Sandra Felicia Xavier (SFX for short) is up and at 'em at 9:30AM. She runs some personal errands, has a quiet cup of coffee at a local shop, and finally makes her way into the studio at about 12:30PM. She's currently editing a project entitled Do You Hear the Cannons?, a Civil War-era film about a man who goes deaf when an artillery shell is fired inches from his right ear. Two words: Oscar bait.

 
It can get pretty nasty out there. (Source)

This is SFX's first time working on a war film, so it's been a bit challenging. She's a pro, though—her work on previous films has prepared her for just about anything. That said, she's a pacifist and she's also pretty squeamish, frankly, so it makes it a bit difficult to watch gory intestinal explosions (among other horrors) all day long.

SFX gets to work, booting up her editing software and loading the files she's currently working on. By 1:00PM, she's already editing away, polishing up the scene she started yesterday. Each piece she needs to edit starts with the scene that the film editor pieced together from a myriad of different takes. 

Then, for each shot, she goes through the audio files and listens to see if there was better or clearer audio in other takes. If there was, she attempts to sync it up with the actor's lips so it doesn't look like some bad, independently shot B-movie.

(Confession time: whether or not SFX wants to admit it to herself, this film is indeed a low-budget, not-quite-Hollywood production. The whole "Oscar bait" thing is mostly wishful thinking. But no matter how cheesy it is, or how much the other production values may be lacking, it's SFX's job to make the sound top-notch.)

If the audio from the original take is unusable and no other take offers anything better, she may have to call in the actors in that scene to do some ADR—automated dialogue replacement. (Or "actors deserve raises," depending on whom you ask.) 

Hopefully it won't come to that, because SFX spends nearly every day all by her lonesome in her little editing bay, and that's exactly the way she likes it. She even posted a "No People Allowed" sign on her door.

As she works, SFX's edits are encoded to different channels—in other words, the finished files will be able to communicate with a theatrical speaker system, in order to have certain sounds playing from the front of the theater, some from the back, and some from the sides. 

This way, she can better create the illusion that those cannons are being fired right over your head.
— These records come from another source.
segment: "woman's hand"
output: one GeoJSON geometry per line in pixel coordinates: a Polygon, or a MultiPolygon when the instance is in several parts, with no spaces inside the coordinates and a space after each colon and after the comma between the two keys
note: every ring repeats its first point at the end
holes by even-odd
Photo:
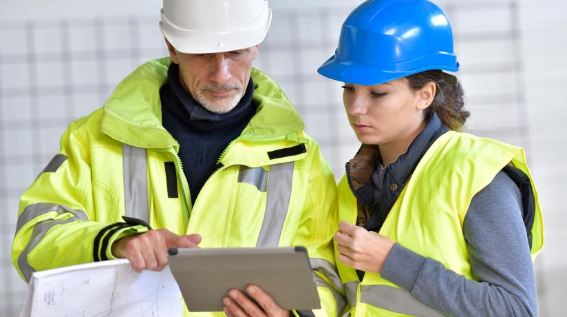
{"type": "Polygon", "coordinates": [[[270,295],[256,285],[246,287],[250,300],[239,289],[231,289],[228,296],[222,299],[223,309],[227,316],[236,317],[288,317],[290,311],[284,310],[270,295]]]}
{"type": "Polygon", "coordinates": [[[339,260],[355,269],[380,273],[394,242],[346,221],[341,221],[339,229],[333,236],[339,260]]]}

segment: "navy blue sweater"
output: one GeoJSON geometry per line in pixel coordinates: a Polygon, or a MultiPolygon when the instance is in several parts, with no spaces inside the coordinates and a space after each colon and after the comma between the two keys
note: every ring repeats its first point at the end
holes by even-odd
{"type": "Polygon", "coordinates": [[[252,102],[254,83],[250,79],[238,105],[226,114],[203,108],[187,92],[179,77],[179,66],[171,63],[168,82],[160,90],[162,123],[179,142],[179,158],[195,203],[205,182],[215,172],[217,160],[226,146],[238,137],[256,113],[252,102]]]}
So that you can, as title inquires, indeed hear them.

 
"And make sure the guns really sound like they're firing fifteen bullets per second." (Source)
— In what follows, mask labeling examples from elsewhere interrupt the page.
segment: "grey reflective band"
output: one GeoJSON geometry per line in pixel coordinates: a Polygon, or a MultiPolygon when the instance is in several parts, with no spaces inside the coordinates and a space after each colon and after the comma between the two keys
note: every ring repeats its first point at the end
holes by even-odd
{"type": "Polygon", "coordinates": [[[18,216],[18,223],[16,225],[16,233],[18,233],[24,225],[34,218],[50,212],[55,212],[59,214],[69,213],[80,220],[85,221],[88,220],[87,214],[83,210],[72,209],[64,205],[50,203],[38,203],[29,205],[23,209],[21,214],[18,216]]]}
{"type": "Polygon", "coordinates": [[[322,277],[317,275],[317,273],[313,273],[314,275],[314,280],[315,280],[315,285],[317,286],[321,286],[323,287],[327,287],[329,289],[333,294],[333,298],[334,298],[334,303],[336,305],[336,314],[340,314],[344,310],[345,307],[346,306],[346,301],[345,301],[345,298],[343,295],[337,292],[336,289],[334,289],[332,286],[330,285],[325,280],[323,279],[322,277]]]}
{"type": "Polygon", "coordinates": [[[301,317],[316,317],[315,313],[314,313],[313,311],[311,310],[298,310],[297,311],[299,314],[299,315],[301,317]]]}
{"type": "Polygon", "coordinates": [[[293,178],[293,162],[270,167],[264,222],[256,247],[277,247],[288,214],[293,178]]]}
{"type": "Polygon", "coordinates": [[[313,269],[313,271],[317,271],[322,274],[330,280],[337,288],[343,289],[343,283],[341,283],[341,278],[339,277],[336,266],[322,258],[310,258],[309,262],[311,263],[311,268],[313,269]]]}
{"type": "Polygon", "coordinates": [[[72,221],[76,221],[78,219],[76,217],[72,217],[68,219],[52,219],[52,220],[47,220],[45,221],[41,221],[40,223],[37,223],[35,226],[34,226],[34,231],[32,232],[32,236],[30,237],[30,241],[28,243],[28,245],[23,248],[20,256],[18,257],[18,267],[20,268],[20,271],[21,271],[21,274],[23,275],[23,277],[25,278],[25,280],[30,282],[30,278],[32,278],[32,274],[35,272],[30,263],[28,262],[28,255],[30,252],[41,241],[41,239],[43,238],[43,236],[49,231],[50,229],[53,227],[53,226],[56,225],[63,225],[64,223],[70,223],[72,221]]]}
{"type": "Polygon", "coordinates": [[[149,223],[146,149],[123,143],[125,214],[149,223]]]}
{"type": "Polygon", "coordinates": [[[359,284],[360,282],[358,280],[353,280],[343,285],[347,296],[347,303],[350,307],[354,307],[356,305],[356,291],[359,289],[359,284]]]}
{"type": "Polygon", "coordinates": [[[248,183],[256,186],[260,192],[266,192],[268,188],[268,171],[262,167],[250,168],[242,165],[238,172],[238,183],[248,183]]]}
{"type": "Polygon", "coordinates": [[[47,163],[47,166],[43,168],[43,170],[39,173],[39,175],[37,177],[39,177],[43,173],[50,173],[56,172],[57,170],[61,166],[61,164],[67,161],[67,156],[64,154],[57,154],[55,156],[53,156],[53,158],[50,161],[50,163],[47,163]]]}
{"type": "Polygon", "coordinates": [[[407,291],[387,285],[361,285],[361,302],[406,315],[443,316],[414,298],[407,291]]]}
At 4:00PM, SFX breaks for linner (lunch/dinner), then meets with the director of the project to discuss his vision for the next few scenes she'll be working on. 

The director informs her that he envisions a cool, jazzy number playing on the car radio in the scene at the beach (yeah—there's a car radio in a Civil War-era film; looks like the writer and director really did their research), and explains that he wants the music and sound in the closing scene to make the audience feel like they're right there with the actors onboard that Viking ship. Wow—do these guys even know when the Civil War was?

Taking these (infuriating) notes, SFX returns to her lair and starts implementing the director's directions. She goes through the scenes, separating out and eliminating any unwanted background noise, and sometimes supplanting it with new, manufactured background noise. 

If she wanted to, she could take out an exploding grenade and replace it with a mewing kitten. Probably wouldn't make it past the re-recording mixer, but she could certainly give it the old college try.

By midnight, SFX has finally gotten through the scenes she'd scheduled herself to complete for the day. It's on to scenes seventy-eight thru eighty-four tomorrow. For now, she's just going to grab her bag, go home to her husband, and try to stop hearing the cannons.